There is an other and better solution. The Raspberry Pi runs linux, so the best choice is to connect the Arduino Nano via the USB connector and use Serial/UART data over the USB bus. Run a sketch on the Nano and a Python script on the Raspberry Pi.

It ran for well over a year without any issues, so unless linux updating in the meantime caused this to fail, I doubt that it is fundamentally the issue, especially because the Raspberry Pi is still sending out I2C signal requests, as demonstrated by the waveform, AND I have determined via extensive testing that the Arduino itself stops seeing these requests, via simply asking it to tell me if it doesn't see an I2C request after 2 seconds and just continuously sending i2c requests. I am gauranteeing it's not the Raspberry Pi as I've encountered other Pis that broke on this project, but none of the reasons they've broken have been related to this.

As for the 0x08 thing:

0x08 is completely valid, that isn't the issue, lower is the lowest you can go, doubly so since this will work fine for 20 minutes being failing at some points, so that can't be the issue.

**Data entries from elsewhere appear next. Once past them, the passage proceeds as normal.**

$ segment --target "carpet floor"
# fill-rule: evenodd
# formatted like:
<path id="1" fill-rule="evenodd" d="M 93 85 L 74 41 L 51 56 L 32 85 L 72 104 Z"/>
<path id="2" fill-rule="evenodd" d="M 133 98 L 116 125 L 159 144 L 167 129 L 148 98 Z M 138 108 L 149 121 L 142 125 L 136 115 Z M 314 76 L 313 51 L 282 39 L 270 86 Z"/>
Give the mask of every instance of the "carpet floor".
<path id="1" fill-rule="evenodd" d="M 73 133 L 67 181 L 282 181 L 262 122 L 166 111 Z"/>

There is an other and better solution. The Raspberry Pi runs linux, so the best choice is to connect the Arduino Nano via the USB connector and use Serial/UART data over the USB bus. Run a sketch on the Nano and a Python script on the Raspberry Pi.

This is a system with a (fairly) complicated setup that I'd rather not run more cables in because that will cause more headaches in the future, especially since device discovery is supposed to happen over the I2C bus in the first place by interrogating what device it is (which was a different set of code, also demonstrating the same issue), and the fact that I'm supposed to have multiple devices on the same bus, you can't do that with UART sadly.

Can you show a photo ?
Do you use wires or a cable ? and how is the GND connected ?

The nano slots into a PCB setup that slots onto a Raspberry Pi Hat, it's a set of custom PCBs that are redirecting the signals appropriately, as well as allowing power through certain sections of the board stack, the PCBs themselves have been unchanged for 2 years, I doubt that it is fundamentally the cause of this issue. The ground is thus good (these PCBs are actually designed in-house, so we know what's going on), and the

I have a disgusting workaround of attempting to pull the reset-pin low and then high again and then letting the entire system restart while in the middle of a data-recording, but that's fundamentally disgusting and just papering over the issue instead of actually fixing anything.

Does that mean that the SDA and SCL are not going into a cable ? That is good.

With all the information that I have now, I'm thinking about three things:

  • a timing problem
  • a memory bug in the code
  • contacts that have gone bad.

That means you have to check every line of code and all the hardware.

The I2C bus can work for years and then suddenly fail. The reason is that it sometimes barely works.
A memory problem in the code and linger on for years without showing itself. If something from the outside changes, it might suddenly pop up.
Taking the shields apart and then put them together again might solve a bad contact.

Do you know that we have a saying on this forum: "The problem is in the part that you are not showing". We have to see the code that goes wrong.
You might be using a library that turns off the interrupts: DHT, Neopixel, OneWire, and other libraries. That has a big influence on the response time of the I2C bus.
You might have a onRequest handler that is more complex.
Perhaps the 0.1 seconds is not enough ?

This topic was automatically closed 180 days after the last reply. New replies are no longer allowed.